Monday, March 22, 2010
Warning in JDO lazy fetch with App Engine
If you consistently meets the warning "org.datanucleus.store.appengine.MetaDataValidator warn: Meta-data warning for ****: The datastore does not support joins and therefore cannot honor requests to place related objects in the default fetch group. The field will be fetched lazily on first access. You can modify this warning by setting the datanucleus.appengine.ignorableMetaDataBehavior property in your config. A value of NONE will silence the warning. A value of ERROR will turn the warning into an exception." like this, please add the following line into your jdoconfig.xml:
<property name="datanucleus.appengine.ignorableMetaDataBehavior" value="NONE" />
Although it is quite obvious, but it's the problem where you put it might confuse many people.

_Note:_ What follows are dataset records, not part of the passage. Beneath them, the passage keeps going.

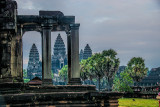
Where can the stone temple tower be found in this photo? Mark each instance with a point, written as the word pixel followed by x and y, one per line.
pixel 59 57
pixel 87 52
pixel 81 55
pixel 34 68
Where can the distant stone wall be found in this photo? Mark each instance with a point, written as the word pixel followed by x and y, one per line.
pixel 10 43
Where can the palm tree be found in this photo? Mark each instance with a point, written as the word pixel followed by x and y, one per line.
pixel 111 65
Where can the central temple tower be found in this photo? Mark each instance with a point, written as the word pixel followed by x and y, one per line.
pixel 59 57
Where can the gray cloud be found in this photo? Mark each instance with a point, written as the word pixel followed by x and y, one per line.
pixel 131 27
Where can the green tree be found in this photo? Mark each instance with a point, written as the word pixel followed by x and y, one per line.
pixel 137 69
pixel 24 73
pixel 97 65
pixel 123 82
pixel 63 74
pixel 84 70
pixel 111 66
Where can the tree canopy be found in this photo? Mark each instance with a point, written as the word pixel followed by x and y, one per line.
pixel 63 74
pixel 137 69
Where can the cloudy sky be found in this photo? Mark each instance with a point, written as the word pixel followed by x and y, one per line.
pixel 131 27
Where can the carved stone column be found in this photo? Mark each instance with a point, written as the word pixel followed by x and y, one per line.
pixel 46 55
pixel 75 70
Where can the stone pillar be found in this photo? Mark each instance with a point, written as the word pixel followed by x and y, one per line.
pixel 46 55
pixel 75 70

<property name="datanucleus.appengine.ignorableMetaDataBehavior" value="NONE" />
Although it is quite obvious, but it's the problem where you put it might confuse many people.
Wednesday, March 17, 2010
Using memcache in GAE/J
Actually memcache is not a brand new concept, it has been utilized in many large scale projects. The most famous memcache event will be the Whale in Twitter's front page. To understand the background knowledge of memcache, please Google it. In one sentence, memcache is a way to cache those frequently used data internal or external to reduce the cost of database query and remote invocation. This is a very classical way in dealing with all kinds of database, however since most of the codes are written in low level , most of the developers are out of touch. Here, with the help of memcache, to transplant this idea into the application level, which will definitely be a great boost to large scale applications.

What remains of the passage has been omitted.